Israelite inhabitants in Bethlehem are known from the time of the judges. Though the city was not allocated to the Levites, a young Levite from Bethlehem served as priest to Micah in the hill country of Ephraim (Judg. 17:7). It was the home of the concubine of an Ephraimite Levite whose slaughter precipitated civil war against the tribe of Benjamin, leading to the near annihilation of the tribe (Judg. 19–20). Bethlehem was home to Elimelech and Naomi, and here Ruth met Boaz, who as kinsman-redeemer purchased the field of her deceased husband. Hence Bethlehem was the hometown of David, their descendant through Obed and Jesse.

The city rose to prominence after Samuel anointed David as the second king of Israel (1 Sam. 16:1-13). The Philistines established a military outpost in Bethlehem in the days of Saul (2 Sam. 23:13-17) while David was assembling his band of warriors. Later Rehoboam fortified Bethlehem and 14 other Judahite cities as a defensive network around Jerusalem (2 Chr. 11:5-6). Listed among the returnees from Babylonian Exile under Zerubbabel are 123 men of Bethlehem (Ezra 2:21; Neh. 7:26 cites 188 combined from Bethlehem and Netophah).

Micah’s prophecy concerning the messianic king (Mic. 5:2[MT 1]) was familiar to the religious leaders of Jerusalem whom Herod summoned when the Magi sought knowledge concerning the birth of the king (Matt. 2:1-8). Matthew records that Herod then ordered the killing of all male children two years old and under in Bethlehem (Matt. 2:13-18).

Jesus was born in Bethlehem ca. 6 b.c.e., and Christians of the early 2nd century c.e. revered a certain limestone cave as the site of the birth of the Messiah (Justin Martyr Dial. 78). A sacred grove at the site was dedicated to Adonis (Tammuz) in the time of Hadrian, following his suppression of the Bar Kokhba Revolt of 132-135. Jews were expelled from Bethlehem and Jerusalem in the district of Aelia Capitolina, and numerous Jewish and Christian holy sites were desecrated. Tertullian confirms the absence of Jews in Bethlehem, and the 2nd-century Protevangelium of James (Prot. Jas. 18:1; 19:2) refers to the cave as that which Joseph found for the birth of Jesus.

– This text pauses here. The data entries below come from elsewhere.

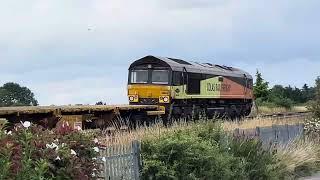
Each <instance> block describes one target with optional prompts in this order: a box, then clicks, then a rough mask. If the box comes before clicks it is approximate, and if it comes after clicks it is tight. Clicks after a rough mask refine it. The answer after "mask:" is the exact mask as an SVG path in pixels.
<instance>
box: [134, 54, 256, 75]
mask: <svg viewBox="0 0 320 180" xmlns="http://www.w3.org/2000/svg"><path fill="white" fill-rule="evenodd" d="M143 64H160V65H162V66H165V67H170V69H172V70H173V71H183V69H184V68H185V69H186V71H187V72H191V73H201V74H202V73H203V74H215V75H221V76H234V77H243V76H244V75H246V76H247V78H250V79H252V76H251V75H250V74H249V73H247V72H245V71H243V70H241V69H238V68H234V67H229V66H223V65H217V64H212V63H199V62H193V61H186V60H182V59H175V58H168V57H159V56H146V57H144V58H141V59H139V60H137V61H135V62H134V63H132V64H131V66H130V69H133V68H134V67H136V66H139V65H143Z"/></svg>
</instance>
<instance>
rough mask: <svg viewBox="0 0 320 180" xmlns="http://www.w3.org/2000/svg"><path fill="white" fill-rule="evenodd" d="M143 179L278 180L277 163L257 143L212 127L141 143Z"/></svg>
mask: <svg viewBox="0 0 320 180" xmlns="http://www.w3.org/2000/svg"><path fill="white" fill-rule="evenodd" d="M142 157H143V161H144V166H143V171H142V179H227V180H228V179H276V178H277V177H278V170H277V169H276V168H275V166H274V164H276V159H275V158H274V156H273V155H272V153H271V152H269V151H266V150H264V149H263V148H262V145H261V143H260V142H259V141H257V140H254V139H242V138H231V137H229V136H227V135H226V134H225V133H223V132H222V131H221V130H220V128H219V127H218V126H216V125H214V124H213V123H211V124H210V123H209V124H206V126H201V127H199V126H195V127H194V128H191V129H189V130H184V131H178V132H174V133H170V134H168V135H165V136H163V137H160V138H159V139H151V140H146V141H144V142H143V143H142Z"/></svg>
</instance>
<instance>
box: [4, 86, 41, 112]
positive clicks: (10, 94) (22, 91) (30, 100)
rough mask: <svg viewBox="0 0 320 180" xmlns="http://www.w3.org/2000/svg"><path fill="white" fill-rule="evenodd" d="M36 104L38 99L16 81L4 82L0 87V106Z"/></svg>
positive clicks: (35, 105) (27, 88)
mask: <svg viewBox="0 0 320 180" xmlns="http://www.w3.org/2000/svg"><path fill="white" fill-rule="evenodd" d="M37 105H38V101H37V100H36V99H35V97H34V94H33V93H32V92H31V90H30V89H28V88H27V87H21V86H20V85H19V84H16V83H6V84H4V85H3V86H2V87H0V107H1V106H2V107H3V106H37Z"/></svg>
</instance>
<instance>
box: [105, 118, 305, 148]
mask: <svg viewBox="0 0 320 180" xmlns="http://www.w3.org/2000/svg"><path fill="white" fill-rule="evenodd" d="M211 121H215V122H219V123H220V124H221V127H222V128H223V129H224V130H225V131H233V130H235V129H237V128H239V129H254V128H256V127H270V126H272V125H285V124H288V125H294V124H299V123H304V121H305V118H303V117H292V118H286V119H278V118H272V117H271V118H269V117H268V118H261V117H257V118H253V119H248V120H242V121H225V122H222V121H219V120H209V121H197V122H186V121H184V120H180V121H175V122H174V123H173V124H172V125H171V126H169V127H165V126H164V125H163V123H162V122H161V121H159V122H158V123H156V124H154V125H153V126H140V127H139V128H137V129H136V130H128V129H125V128H123V129H121V128H109V130H105V131H104V132H103V133H101V136H100V137H99V138H100V141H101V142H102V144H104V145H106V146H108V145H112V144H126V143H129V142H132V141H133V140H140V141H143V140H145V139H150V138H151V139H156V138H158V139H159V138H161V137H162V136H165V135H168V134H171V133H174V132H176V131H179V130H188V129H194V128H201V127H205V126H208V125H209V124H211Z"/></svg>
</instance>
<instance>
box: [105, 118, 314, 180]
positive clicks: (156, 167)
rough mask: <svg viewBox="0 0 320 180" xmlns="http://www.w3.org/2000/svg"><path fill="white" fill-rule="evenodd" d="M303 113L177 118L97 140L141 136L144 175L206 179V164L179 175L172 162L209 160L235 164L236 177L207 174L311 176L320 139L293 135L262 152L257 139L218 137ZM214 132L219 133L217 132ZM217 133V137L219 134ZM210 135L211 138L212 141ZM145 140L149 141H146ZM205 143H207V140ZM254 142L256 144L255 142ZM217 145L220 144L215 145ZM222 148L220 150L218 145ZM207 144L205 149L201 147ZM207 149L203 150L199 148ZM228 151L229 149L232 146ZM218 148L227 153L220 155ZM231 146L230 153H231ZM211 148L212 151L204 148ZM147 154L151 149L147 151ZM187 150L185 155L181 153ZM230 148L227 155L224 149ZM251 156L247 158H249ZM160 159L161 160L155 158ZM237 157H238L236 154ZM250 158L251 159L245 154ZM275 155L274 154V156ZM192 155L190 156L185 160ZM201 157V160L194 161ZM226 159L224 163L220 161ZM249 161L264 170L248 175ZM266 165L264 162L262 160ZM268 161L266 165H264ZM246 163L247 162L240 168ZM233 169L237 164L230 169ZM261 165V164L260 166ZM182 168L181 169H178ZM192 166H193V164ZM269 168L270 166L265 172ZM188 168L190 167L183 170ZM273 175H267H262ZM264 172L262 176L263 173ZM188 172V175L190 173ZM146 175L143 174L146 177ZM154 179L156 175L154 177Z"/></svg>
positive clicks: (224, 177) (179, 166)
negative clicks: (213, 119) (264, 170)
mask: <svg viewBox="0 0 320 180" xmlns="http://www.w3.org/2000/svg"><path fill="white" fill-rule="evenodd" d="M305 120H306V119H305V118H303V117H292V118H286V119H278V118H254V119H251V120H245V121H227V122H221V121H216V122H213V121H198V122H185V121H177V122H175V123H174V124H173V125H172V126H169V127H165V126H164V125H163V124H162V123H161V122H159V123H156V124H155V125H154V126H149V127H147V126H141V127H139V128H138V129H136V130H132V131H129V130H124V129H123V130H116V131H114V132H112V133H111V134H110V132H109V133H107V134H106V133H104V134H103V136H101V137H100V140H99V141H100V142H101V143H102V144H104V145H106V146H110V145H115V144H127V143H130V142H132V141H133V140H140V141H142V143H143V144H145V145H147V146H144V148H146V149H143V151H147V153H149V154H144V158H145V159H148V162H147V164H145V165H147V168H146V169H144V173H145V175H150V174H149V173H151V175H152V176H153V177H157V178H160V179H161V177H164V178H169V179H175V177H176V176H181V177H184V176H185V177H188V178H189V179H192V178H200V179H201V178H204V179H205V177H206V176H203V174H201V173H205V172H207V171H209V170H208V169H202V168H200V169H198V170H196V172H201V173H200V174H197V173H196V174H194V173H195V172H191V171H189V172H190V173H191V174H183V173H182V174H180V173H179V172H177V171H179V168H178V169H176V167H175V165H177V166H179V167H180V168H182V169H185V168H187V167H189V166H187V167H184V164H188V163H189V165H190V166H192V167H193V168H195V169H197V168H198V167H197V166H196V164H197V163H200V164H201V163H208V164H207V165H208V166H212V167H215V166H222V167H224V168H225V169H229V170H230V168H231V169H233V170H234V171H237V172H238V175H239V176H235V174H232V173H231V172H230V171H221V174H220V175H222V176H221V177H220V176H215V175H213V174H209V175H208V177H210V178H226V179H233V178H238V179H239V178H240V179H259V178H260V179H261V178H262V179H272V177H274V178H273V179H296V178H299V177H303V176H308V175H311V174H312V173H313V172H316V171H317V170H320V166H319V164H320V163H319V162H320V140H319V138H314V137H313V138H308V137H307V136H306V137H305V138H301V139H298V140H294V141H292V142H291V143H289V144H288V145H286V146H277V147H276V149H272V150H270V151H263V150H262V149H260V148H261V147H260V145H259V141H256V140H253V139H252V140H250V139H249V141H243V139H242V140H240V142H241V143H237V142H236V141H235V140H236V139H234V138H232V137H231V138H230V136H229V138H221V137H222V136H224V135H225V134H228V133H225V132H232V131H233V130H235V129H236V128H240V129H253V128H256V127H257V126H258V127H269V126H272V125H285V124H288V125H294V124H299V123H304V122H305ZM215 132H218V133H215ZM217 137H218V138H217ZM212 139H214V140H212ZM146 143H147V144H146ZM208 143H209V144H208ZM210 143H214V144H215V145H214V147H211V145H212V144H211V145H210ZM255 143H258V144H255ZM217 148H218V149H217ZM220 148H221V149H220ZM205 149H206V150H205ZM203 150H205V151H203ZM230 150H231V151H232V152H231V151H230ZM220 151H222V152H225V153H227V154H219V153H220ZM229 151H230V152H229ZM174 152H177V153H178V152H181V153H182V155H183V157H185V158H186V159H184V158H182V156H176V155H177V154H175V155H174V157H171V156H166V155H168V154H172V153H174ZM208 152H210V153H208ZM259 152H263V153H262V154H264V153H272V158H271V159H269V158H267V157H266V158H267V159H265V160H263V162H262V161H260V160H261V159H263V158H262V157H263V156H262V155H261V154H260V153H259ZM150 153H151V154H150ZM184 153H185V154H184ZM212 153H214V154H215V155H217V156H218V157H219V158H222V159H223V160H222V161H220V160H221V159H219V158H218V159H215V158H217V157H212V156H211V154H212ZM228 153H230V154H228ZM252 153H253V154H256V155H252ZM249 156H251V158H252V159H251V158H249ZM158 158H159V159H158ZM163 158H164V159H166V158H169V160H170V158H177V159H175V160H173V161H172V163H173V162H175V163H178V164H175V163H173V164H170V163H169V164H168V161H169V160H168V161H165V160H164V159H163ZM239 158H240V159H239ZM247 158H249V159H247ZM273 158H275V159H273ZM190 159H194V161H191V162H192V163H191V162H187V161H189V160H190ZM195 159H197V160H200V159H202V160H203V161H202V160H201V161H196V160H195ZM210 159H211V160H214V159H215V160H214V161H215V162H216V163H217V164H211V163H210V162H208V161H206V160H210ZM239 160H240V161H243V162H247V161H249V162H247V163H249V164H246V163H244V164H241V163H239ZM220 162H225V163H220ZM231 162H232V163H233V164H234V165H235V167H231V166H230V164H229V163H231ZM250 162H256V163H258V162H259V163H260V162H261V164H260V165H261V167H257V168H258V170H261V169H264V168H265V169H266V170H268V171H266V172H265V171H261V172H259V173H253V175H252V176H251V175H249V174H247V171H248V172H251V171H254V172H256V171H258V170H256V169H255V168H256V166H257V164H255V163H252V164H251V163H250ZM264 162H265V163H266V164H263V163H264ZM264 165H267V166H264ZM243 166H245V167H246V168H245V167H243ZM234 168H236V169H234ZM260 168H261V169H260ZM182 169H181V170H182ZM191 169H192V168H191ZM269 170H270V171H269ZM214 171H217V172H218V171H219V172H220V170H219V169H215V170H214ZM187 172H188V171H187ZM266 173H267V174H268V173H270V174H272V176H268V175H265V174H266ZM263 174H264V175H263ZM189 175H192V176H189ZM255 175H256V176H255ZM145 177H146V176H145ZM157 178H156V179H157Z"/></svg>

Origen, who traveled throughout Palestine from ca. 215, spoke of the manger of Jesus (Contra Cels. 1.51)

With the support of Helena, mother of Constantine the Great, the construction of the first Church of the Nativity commenced over the traditional cave of Jesus’ birth (Eusebius Vita Const. 3.25-32, 51-53). According to the Bordeaux Pilgrim (ca. 333) the “basilica” was constructed “at the grotto which had been the scene of the Savior’s birth” (Eusebius 3.43). The sanctuary was dedicated on 31 May 339. Jerome resided in one of the nearby caves from 385 to 420, during which he prepared the Vulgate translation.

Bibliography. M. Avi-Yonah, “Bethlehem,” NEAEHL 1:203-10; J. Finegan, The Archaeology of the New Testament, 2nd ed. (Princeton, 1992), 22-43.